The "2017 Long Term Outlook" tells a different story. The Reference Case now includes 500 MW of solar in service before 2030 and an additional 500 MW in-service between 2030 and 2037. This recognizes that solar will be playing a role in future. However, policy uncertainty abounds and 500 MW by 2030 can be viewed as a placeholder until price discovery, distribution-connected generation policy and the capacity market design all take shape so that analysis and forecasting reflecting these changes can occur. (AESO have also indicated that their forecasting next steps will be to upgrade their load modelling and processes to be able to better account for distribution-connected solar).

AESO's long-term outlook for the role of solar in Alberta published in 2017 has changed dramatically since that which they published in 2016. Most solar industry observers would tell you they expect Alberta to surpass 500 MW in-service no later than the early 2020's. Take-away message: "the only way is up from 500 MW!"

Alberta Utilities Commission (AUC) Distribution-Connected Generation Review Reaches Mid-PointAUC
On March 31, the Alberta Utilities Commission (AUC) was tasked by the Government of Alberta with conducting a broad review into matters around distributed generation in Alberta. The review is intended to provide information to the government as it develops policies to support its goals around clean affordable electricity for Albertans. ("Distributed generation" is "usually small-scale technologies including solar, wind and hydro used to produce electricity at, or close to, the end users of power and often by the end users of power".) The Government is interested in how distributed generation can help Alberta achieve its goal of 30 per cent of the province's electricity coming from renewable sources by 2030. The government set out its request for the review through Order-in-council 120/2017 and announced it in a news release on March 31, 2017.

US DOE's Assessment of Electric Grid finds Renewables No Threat to ReliabilityRUS
When US DOE Secretary Rick Perry sent a memo to his chief of staff in April requesting a review of how "market-distorting" policies are potentially threatening the reliability of the grid, and when he suggested that the federal government could "intervene" in states with strong renewable energy targets, it prompted swift backlash from pro-renewables groups.

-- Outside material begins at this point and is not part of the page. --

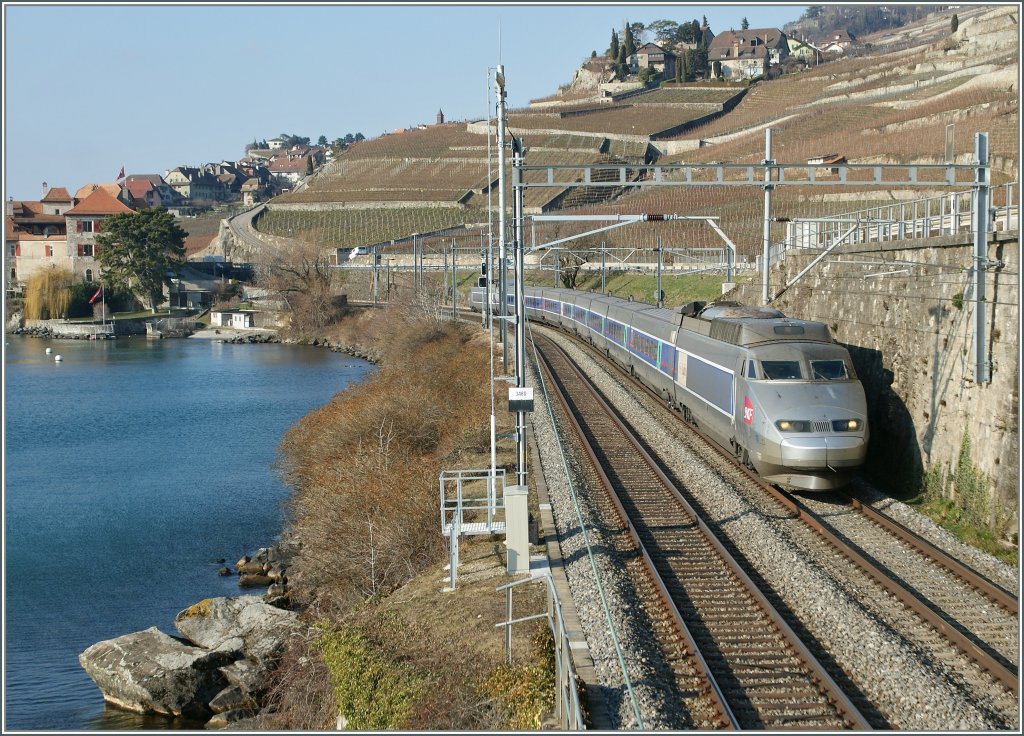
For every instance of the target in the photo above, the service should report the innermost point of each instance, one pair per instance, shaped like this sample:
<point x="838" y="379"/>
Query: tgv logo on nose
<point x="748" y="410"/>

The prejudices they assumed would be extolled in the resultant Staff Report were not aligned with the North American Electric Reliability Corporation (NERC)'s " State of Reliability 2017" released in June that concluded " the North American power grid is reliable and resilient despite the growth of variable, renewable energy sources". Nor were they aligned with reports commissioned from the Brattle Group (" Advancing Past 'Baseload' to a Flexible Grid: How Grid Planners and Power Markets Are Better Defining System Needs to Achieve a Cost-Effective and Reliable Supply Mix") and the Analysis Group (" Electricity Markets, Reliability, and the Evolving U.S. Power System") also released in June that discussed how "it is a misconception that "baseload" plants (or any plants, for that matter) are 100% reliable" and that "the transition underway in the electric resource mix is not harming reliability" (respectively).

The Staff Report on Electricity Markets and Reliability was finally released on August 24th ( accompanied by a cover letter). While some environmental groups didn't like the report, it was a straightforward account of the factors changing the grid -- not a booster for coal, or any other technology.